L’area dell’ex Richard Ginori

Buongiorno a tutti, sono tornata! Vi sono mancata? Voi si ma, non sono stata con le mani in mano, ho sistemato gli appunti e ho fatto un po’ di ordine nelle fotografie, sono andata a vedere cose nuove e adesso sono pronta per ripartire e raccontare altre storie su Milano.

Per ricominciare ho scelto di partire dall’architettura industriale, che adoro, e da un luogo del cuore: la Richard Ginori, dove mio nonno ha lavorato.

Ci troviamo in zona sud ovest. L’area è compresa tra due famosi ponti di ferro sul naviglio grande. All’altezza della chiesa di San Cristoforo, della quale vi racconterò presto, c’è il primo: scuro e fisso. All’altezza della Richard Ginori c’è il secondo: verdino e mobile.

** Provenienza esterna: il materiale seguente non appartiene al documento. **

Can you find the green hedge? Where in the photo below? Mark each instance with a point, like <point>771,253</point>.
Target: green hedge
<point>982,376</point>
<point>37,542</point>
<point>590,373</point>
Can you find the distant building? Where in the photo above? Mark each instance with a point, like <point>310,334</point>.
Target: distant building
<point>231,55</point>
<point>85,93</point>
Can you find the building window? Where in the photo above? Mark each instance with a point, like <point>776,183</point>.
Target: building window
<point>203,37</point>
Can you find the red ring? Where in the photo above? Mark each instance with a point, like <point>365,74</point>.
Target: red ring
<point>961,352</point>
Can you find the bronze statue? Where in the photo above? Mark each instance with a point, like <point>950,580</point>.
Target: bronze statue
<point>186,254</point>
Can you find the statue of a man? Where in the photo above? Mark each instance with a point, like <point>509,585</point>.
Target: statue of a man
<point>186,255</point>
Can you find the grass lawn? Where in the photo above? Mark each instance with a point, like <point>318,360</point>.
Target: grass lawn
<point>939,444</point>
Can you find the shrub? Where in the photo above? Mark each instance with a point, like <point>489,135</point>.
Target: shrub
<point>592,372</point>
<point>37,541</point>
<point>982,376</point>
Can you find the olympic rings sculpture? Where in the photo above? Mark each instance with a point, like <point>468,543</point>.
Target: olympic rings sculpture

Il ponte di ferro verdino già da solo vale la visita! Non so quante ore ho passato alla fermata del pullman accanto a quel ponte…e l’autobus non arrivava mai… ma vabbeh questa è un’altra storia! Sono pendolare da anni, adesso che ci penso!

Comunque, è stato costruito nel 1908 dalla società Nathan Uboldi e utilizza la stessa tecnologia della tour Eiffel e del ponte ferroviario di Paderno d’Adda. È su due livelli: quello più alto è pedonale, quello più basso è ferroviario ed è mobile. Quando serviva alla fabbrica veniva abbassato, altrimenti rimaneva sospeso per favorire il passaggio delle chiatte.

Questa zona, adagiata sulle sponde del naviglio, è sempre stata ricca di concerie, fornaci, cartiere e nella zona tra via Ludovico il Moro, via Morimondo e via Giulio Richard si insediò la Richard Ginori.

Oggi attualmente la zona è stata riqualificata ed è stata costruita la città dell’immagine. Alessandro Cajrati Crivelli ha rilevato tutti i capannoni e avviato un progetto ambizioso mantenendo la fisionomia industriale e costruendo studi di architettura, fotografia e moda.

Ma dove parte la storia della mitica Richard Ginori? Nasce nel 1725 con una villa suburbana che verrà acquistata nel 1811 dai fratelli Orelli per costituire la società per la fabbricazione delle porcellane lombarde.

È solo nel 1842 che viene acquisita dall’imprenditore svizzero Giulio Richard che avrà delle idee innovative per la produzione e per i suoi operai: nel primo caso decide di allargare la produzione anche a livelli più bassi della borghesia milanese inserendo vasellame per uso quotidiano, mentre per gli operai farà costruire una scuola, un asilo, delle case per i dipendenti, istituirà delle borse di studio e darà dei riconoscimenti per la maternità.

Nel 1873 fonderà la società ceramica Richard.

A Giulio Richard succederà il sesto figlio Augusto, che sarà molto più marketing oriented, creando alleanze con altre manifatture e incorporando la Ginori, così nel 1896 nascerà la Richard Ginori.

Nel 1923 entrerà in organico Giò Ponti che ne manterrà la direzione artistica fino al 1930. Verrà acquisita poi dalla Pozzi, e dopo diverse vicissitudini passerà a Ligresti che chiuderà progressivamente tutto. L’area, negli anni 90, sarà dismessa e lasciata in stato di abbandono.

Negli anni 10 del 2000 il marchio Richard Ginori è stato acquisito dal gruppo fiorentino di Gucci.